I remain involved with a number of organizations and efforts because we share something I have come to refer to as the 3 P's. Passion. Principles. Pragmatism. And, to whatever degree I have become a leader in the transgender community or the larger GLBT community I use those elements as my guide. They rarely steer me wrong and even when they do, I'm comfortable with the decisions I make.
I reject any notion that T does not belong with GLB (or vice versa) or can arbitrarily removed from it. It just doesn't work that way, and these struggles are things we must all win or lose together. Gender variance is simply part of who we are as people and we need to get that. Our youth get it, so why can't the rest of us? Arbitrary letters or labels do not accurately reflect the complexity of our community so reducing ourselves to those kinds of simplistic definitions does significant harm and needs to become a thing of the past. That goes for those in the trans community who succumb to their own homophobia, as well as for those in the broader community who would jettison the T as a sorry, needy, whiny orphan that hasn't paid its dues yet. That kind of thinking smacks of elitism and needs to confronted as such.

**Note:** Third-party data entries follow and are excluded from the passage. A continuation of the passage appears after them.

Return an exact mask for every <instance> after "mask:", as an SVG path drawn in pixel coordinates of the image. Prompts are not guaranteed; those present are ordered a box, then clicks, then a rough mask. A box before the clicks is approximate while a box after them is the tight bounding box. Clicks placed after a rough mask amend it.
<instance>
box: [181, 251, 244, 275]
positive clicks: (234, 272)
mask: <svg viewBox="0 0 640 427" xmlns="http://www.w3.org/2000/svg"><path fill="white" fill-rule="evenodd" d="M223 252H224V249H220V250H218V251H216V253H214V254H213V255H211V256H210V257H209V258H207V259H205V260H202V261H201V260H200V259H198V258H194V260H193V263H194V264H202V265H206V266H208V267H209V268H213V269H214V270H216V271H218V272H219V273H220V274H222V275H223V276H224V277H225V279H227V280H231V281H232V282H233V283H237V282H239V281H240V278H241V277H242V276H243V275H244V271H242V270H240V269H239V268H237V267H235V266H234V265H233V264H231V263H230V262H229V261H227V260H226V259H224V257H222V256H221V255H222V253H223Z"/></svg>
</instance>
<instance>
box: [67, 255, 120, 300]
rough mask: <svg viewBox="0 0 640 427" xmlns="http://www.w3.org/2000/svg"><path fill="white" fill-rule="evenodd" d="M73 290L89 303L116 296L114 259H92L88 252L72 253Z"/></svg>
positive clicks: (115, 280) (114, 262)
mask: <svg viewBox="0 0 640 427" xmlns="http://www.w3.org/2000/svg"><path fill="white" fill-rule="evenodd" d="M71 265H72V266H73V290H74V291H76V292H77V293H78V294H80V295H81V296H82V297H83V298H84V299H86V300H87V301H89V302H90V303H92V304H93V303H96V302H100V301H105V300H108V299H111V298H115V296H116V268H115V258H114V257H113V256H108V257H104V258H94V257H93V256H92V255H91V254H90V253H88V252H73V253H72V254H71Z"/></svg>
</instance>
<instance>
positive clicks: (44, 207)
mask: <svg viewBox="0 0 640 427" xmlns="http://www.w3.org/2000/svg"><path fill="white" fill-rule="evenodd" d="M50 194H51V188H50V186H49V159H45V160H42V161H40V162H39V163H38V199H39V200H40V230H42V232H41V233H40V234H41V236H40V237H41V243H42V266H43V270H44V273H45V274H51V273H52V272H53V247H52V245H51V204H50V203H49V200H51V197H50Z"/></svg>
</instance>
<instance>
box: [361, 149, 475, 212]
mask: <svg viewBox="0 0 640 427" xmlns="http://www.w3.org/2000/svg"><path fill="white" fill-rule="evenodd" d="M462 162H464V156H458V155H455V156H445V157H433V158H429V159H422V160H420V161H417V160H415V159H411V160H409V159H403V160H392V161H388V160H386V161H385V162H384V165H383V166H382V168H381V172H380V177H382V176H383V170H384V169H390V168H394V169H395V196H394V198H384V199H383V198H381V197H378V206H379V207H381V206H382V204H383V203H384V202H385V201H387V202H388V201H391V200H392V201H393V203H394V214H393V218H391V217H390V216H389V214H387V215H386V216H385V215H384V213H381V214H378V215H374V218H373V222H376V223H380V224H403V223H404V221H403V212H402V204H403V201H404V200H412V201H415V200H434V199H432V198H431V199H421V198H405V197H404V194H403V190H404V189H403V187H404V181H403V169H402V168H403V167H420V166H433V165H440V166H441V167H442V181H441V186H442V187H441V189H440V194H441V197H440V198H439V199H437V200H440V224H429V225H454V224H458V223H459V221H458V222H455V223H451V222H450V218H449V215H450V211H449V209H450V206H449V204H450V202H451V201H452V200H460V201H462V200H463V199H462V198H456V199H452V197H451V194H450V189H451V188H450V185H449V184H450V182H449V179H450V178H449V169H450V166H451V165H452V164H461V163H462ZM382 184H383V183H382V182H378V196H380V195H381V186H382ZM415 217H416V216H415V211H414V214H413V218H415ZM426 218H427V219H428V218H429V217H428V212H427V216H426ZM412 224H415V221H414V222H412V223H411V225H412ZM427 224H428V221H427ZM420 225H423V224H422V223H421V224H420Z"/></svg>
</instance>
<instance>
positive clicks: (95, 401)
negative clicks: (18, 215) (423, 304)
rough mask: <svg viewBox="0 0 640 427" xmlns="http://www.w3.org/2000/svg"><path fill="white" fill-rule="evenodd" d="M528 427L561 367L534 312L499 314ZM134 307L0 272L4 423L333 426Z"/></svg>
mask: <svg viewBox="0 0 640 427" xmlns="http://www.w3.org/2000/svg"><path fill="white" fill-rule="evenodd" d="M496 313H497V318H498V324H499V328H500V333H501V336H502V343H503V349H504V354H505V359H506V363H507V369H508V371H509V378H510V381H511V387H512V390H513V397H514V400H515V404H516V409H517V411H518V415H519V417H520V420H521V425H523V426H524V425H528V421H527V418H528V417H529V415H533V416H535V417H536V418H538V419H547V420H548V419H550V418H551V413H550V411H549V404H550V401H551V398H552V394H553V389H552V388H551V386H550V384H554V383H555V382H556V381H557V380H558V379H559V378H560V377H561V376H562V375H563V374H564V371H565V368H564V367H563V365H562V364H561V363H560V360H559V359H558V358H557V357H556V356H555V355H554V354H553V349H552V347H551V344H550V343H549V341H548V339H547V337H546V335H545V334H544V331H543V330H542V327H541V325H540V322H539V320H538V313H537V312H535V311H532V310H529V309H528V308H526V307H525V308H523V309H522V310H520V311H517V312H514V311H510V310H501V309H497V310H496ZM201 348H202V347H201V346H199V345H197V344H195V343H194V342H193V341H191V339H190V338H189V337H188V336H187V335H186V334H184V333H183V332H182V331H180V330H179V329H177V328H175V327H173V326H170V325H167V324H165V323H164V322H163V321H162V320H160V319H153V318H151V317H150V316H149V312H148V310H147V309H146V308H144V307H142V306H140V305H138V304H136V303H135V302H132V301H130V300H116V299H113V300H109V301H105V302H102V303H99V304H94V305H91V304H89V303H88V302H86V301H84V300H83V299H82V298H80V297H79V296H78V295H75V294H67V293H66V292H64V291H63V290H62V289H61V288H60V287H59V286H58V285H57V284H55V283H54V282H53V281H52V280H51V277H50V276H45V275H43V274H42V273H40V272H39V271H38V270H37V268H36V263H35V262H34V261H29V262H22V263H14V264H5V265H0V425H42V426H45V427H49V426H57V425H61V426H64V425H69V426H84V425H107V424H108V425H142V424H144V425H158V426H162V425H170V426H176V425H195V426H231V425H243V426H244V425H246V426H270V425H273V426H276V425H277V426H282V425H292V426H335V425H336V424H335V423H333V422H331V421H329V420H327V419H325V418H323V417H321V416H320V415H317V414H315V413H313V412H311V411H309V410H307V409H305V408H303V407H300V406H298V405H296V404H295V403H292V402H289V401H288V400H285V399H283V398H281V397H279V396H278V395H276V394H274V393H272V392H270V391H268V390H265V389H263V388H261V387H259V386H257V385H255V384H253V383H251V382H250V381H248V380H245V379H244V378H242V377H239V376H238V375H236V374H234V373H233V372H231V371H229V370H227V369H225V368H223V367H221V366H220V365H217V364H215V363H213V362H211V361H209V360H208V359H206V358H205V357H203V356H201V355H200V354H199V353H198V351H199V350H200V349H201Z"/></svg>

We are at a historic time in our movement's history. Stakes are high, and generations that follow us will be affected by the things we're doing - or NOT doing - today. As a result, relationships will be strained. Commitment will be tested. Leadership will rise to the top, while faux-leadership will be exposed for what it is. I sometimes ask myself whether I signed up for all of this when I stepped forward as a naive newbie - ready to do my part. The truth is that we do what we do because it needs doing. I can't imagine life any other way.
I look forward to being part of the Bilerico family and to sharing here as part of yet another community. Somehow, it already feels like home.